Christmas sunset in YumaWe’ve been exploring the area on foot and by car, enjoying the views of the arid mountains to the east and the fascinating mix of “living units” on each street.  Some lots hold appealing, southwestern style, site-built homes with gorgeous, drought tolerant landscaping, selling for well over $200,000.  Next door, four large RV’s have settled into spacious graveled sites for the winter  – just FHU’s and trash provided.   Across the street, a lot owner lives in a park model during the winter while her Class C motorhome awaits her departure when the temperatures hit double digits in April.  So interesting!

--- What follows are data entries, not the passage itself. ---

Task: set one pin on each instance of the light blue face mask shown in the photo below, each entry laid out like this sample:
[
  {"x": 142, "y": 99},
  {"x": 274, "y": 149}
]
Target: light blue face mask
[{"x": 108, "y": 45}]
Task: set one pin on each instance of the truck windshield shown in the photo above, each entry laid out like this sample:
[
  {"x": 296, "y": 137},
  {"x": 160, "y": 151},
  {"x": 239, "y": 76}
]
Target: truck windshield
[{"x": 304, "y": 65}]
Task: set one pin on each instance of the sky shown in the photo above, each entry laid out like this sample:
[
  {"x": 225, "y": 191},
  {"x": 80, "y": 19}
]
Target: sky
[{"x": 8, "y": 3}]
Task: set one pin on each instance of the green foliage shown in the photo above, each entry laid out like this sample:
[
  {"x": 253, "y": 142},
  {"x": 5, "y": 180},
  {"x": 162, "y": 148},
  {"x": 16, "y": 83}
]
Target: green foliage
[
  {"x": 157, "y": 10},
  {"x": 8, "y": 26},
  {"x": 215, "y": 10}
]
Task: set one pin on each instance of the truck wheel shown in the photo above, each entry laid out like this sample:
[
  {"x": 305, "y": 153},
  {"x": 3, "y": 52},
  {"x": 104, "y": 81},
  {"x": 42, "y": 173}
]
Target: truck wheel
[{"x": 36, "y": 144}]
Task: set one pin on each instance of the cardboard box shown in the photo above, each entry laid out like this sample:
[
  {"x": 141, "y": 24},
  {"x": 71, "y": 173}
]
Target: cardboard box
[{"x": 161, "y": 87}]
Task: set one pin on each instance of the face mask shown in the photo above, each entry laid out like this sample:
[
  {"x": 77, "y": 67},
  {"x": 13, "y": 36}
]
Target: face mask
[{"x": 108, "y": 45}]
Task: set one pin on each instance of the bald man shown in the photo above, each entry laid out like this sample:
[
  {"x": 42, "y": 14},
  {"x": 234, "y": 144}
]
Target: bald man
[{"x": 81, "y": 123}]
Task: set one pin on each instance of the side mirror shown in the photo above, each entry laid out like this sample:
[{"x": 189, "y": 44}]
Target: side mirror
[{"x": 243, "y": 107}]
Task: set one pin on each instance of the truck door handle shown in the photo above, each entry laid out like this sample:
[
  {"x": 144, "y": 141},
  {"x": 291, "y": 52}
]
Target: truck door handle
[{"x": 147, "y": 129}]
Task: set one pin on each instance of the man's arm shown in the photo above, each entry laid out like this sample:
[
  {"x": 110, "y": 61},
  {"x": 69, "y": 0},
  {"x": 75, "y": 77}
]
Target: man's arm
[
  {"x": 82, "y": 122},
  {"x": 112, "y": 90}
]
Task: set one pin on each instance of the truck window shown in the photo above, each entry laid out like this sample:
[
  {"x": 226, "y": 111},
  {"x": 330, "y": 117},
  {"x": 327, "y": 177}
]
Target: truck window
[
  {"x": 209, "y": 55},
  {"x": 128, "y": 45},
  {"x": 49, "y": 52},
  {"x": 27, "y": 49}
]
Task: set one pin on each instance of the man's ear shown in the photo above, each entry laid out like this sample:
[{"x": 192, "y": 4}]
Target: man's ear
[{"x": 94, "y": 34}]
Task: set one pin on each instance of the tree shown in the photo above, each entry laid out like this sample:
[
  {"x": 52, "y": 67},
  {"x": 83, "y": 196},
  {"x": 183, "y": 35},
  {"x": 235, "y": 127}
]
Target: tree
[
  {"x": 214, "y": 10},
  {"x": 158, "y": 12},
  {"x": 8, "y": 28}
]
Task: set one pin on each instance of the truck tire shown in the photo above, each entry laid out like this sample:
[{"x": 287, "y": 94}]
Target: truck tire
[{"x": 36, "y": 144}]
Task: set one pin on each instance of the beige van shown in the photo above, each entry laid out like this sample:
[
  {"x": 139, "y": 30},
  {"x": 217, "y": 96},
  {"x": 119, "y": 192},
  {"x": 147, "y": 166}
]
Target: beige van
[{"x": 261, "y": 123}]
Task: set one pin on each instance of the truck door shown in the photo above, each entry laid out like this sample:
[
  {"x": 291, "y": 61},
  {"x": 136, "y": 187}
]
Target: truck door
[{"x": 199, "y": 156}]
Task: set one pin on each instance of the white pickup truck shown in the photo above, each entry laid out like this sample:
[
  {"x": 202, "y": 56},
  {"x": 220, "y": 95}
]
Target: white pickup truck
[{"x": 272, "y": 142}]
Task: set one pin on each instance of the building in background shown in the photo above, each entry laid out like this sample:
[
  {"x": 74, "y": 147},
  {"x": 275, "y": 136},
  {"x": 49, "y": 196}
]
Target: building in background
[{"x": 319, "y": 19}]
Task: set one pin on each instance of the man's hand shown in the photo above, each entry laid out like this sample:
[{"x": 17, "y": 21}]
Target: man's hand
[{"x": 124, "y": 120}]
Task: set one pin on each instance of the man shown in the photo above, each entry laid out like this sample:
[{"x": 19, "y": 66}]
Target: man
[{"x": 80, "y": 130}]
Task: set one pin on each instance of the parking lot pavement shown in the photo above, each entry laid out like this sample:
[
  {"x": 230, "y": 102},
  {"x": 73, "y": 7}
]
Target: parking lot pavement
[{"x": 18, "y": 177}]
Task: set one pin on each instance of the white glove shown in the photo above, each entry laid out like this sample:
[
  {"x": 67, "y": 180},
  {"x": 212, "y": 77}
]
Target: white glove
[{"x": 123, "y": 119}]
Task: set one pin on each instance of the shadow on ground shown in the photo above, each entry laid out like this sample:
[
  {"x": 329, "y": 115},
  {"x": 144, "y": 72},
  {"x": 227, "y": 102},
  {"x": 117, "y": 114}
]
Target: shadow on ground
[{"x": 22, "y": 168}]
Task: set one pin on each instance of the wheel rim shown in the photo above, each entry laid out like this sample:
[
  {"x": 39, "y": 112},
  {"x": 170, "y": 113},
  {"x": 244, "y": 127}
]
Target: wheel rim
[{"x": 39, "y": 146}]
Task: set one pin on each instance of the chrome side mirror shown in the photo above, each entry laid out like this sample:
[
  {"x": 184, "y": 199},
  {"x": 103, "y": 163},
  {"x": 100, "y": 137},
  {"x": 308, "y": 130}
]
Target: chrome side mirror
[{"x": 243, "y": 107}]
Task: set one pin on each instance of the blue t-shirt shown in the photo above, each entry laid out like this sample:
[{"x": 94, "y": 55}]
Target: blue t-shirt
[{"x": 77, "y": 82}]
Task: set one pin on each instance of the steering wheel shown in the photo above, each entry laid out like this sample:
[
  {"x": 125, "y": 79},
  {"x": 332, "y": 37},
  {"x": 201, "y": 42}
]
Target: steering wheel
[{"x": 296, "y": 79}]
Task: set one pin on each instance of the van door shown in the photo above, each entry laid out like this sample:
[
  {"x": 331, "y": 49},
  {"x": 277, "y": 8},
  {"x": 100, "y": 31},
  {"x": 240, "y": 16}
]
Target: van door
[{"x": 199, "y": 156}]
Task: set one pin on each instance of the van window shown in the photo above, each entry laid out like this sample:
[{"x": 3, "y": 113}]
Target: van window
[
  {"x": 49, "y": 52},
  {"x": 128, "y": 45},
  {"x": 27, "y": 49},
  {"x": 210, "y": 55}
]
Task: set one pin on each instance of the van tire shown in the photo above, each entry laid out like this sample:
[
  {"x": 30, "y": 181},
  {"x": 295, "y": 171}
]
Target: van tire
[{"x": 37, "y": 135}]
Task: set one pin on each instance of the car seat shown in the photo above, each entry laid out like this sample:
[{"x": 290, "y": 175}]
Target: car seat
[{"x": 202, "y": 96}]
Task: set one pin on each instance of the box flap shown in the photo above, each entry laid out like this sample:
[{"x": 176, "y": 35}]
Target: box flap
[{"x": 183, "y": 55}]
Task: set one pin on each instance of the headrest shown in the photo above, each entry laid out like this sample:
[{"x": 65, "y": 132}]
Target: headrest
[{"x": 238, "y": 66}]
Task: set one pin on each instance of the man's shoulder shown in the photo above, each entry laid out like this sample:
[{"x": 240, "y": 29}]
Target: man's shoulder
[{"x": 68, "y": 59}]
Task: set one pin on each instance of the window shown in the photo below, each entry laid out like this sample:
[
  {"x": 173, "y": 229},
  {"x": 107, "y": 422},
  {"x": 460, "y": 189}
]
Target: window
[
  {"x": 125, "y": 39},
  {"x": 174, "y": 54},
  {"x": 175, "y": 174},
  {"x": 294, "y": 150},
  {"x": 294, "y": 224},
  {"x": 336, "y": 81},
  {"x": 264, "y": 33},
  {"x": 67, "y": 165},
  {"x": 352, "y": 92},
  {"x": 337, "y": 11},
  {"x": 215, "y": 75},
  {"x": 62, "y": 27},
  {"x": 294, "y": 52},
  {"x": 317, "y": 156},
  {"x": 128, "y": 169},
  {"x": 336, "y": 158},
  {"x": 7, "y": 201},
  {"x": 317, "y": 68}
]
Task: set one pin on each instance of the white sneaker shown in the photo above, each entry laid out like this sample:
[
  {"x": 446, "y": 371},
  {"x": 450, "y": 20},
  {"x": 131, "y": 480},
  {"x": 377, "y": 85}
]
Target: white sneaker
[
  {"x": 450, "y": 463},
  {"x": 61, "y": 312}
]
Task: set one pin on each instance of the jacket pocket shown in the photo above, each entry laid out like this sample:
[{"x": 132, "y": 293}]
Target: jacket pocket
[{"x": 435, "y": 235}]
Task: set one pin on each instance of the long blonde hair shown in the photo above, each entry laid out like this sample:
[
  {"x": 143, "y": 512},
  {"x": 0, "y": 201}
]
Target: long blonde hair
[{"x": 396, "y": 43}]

We’re off shortly to visit the Post Office – tracking shows that my new-to-me phone should be waiting at General Delivery.  Bright sunshine outside, 60 degrees, slight breeze… if this keeps up, I might end up LIKING Yuma!


  1. I would have to agree with you about Yuma. Not terribly interesting and very sandy. But the weather can be nice, if the wind cooperates. We usually find ourselves passing through there at some point. Last year we were there for a couple days, during Superbowl time. This year, who knows, but I'm sure we'll be going through there sometime in January.

    Good luck with your "new to you" phone.

    Beautiful sunset picture on Christmas.

    Safe Travels!


  2. We love the 'eclectic-ness' of the Foothills. You captured the essence; different styles of dwellings, quiet, friendly, wide paved streets, desert mts. & gorgeous sunsets quite well with your writing! It sure is one of our favorites!

  3. What a great-looking bunch of folks, Laurie! So glad you got in on Christmas dinner with good friends. Thanks for the heads-up about Yuma, as well, I would imagine we will eventually get there when we head south in February.

  4. I agree with your summation of Yuma. That's why we chose a lot in Benson instead. We would love the camaraderie of so many more Boomers who seem to like Yuma a lot more than we do, but I just can't get past the downsides, things you mentioned plus the traffic, LOTS of older (than us) folks who probably should have hung up the keys a long time ago, and there's always wind and dust.

    Still, I hope you enjoy your stay. And please give Jan and Chuck a hug from us.

  5. Since we've started RVing I've been curious about Yuma. I'm a bit less curious now, as it seems as though I'd prefer some good government land to Yuma.

  6. Sounds great to me... GREAT post! I have been gone from the blogging world for a while & I am trying very hard to get back on the bloggin track... I have missed my blogland friends! Have a Very Happy New Year!!!

  7. We've grown quite fond of Yuma for the winter -- joined a 4x4 club for Jeeping in the desert, plenty of room on our half of a lot in the Foothills. For the last 4 years, it's been consistently warmer than other "winter locations" such as Florida or Texas.

    It also allows us the downtime and ability to do any "projects" we want -- installing solar panels, building cabinets -- which we wouldn't be able to do if we stayed in an RV park.

    You definitely have to like the desert, though! It's even more desert-y than when we lived in New Mexico!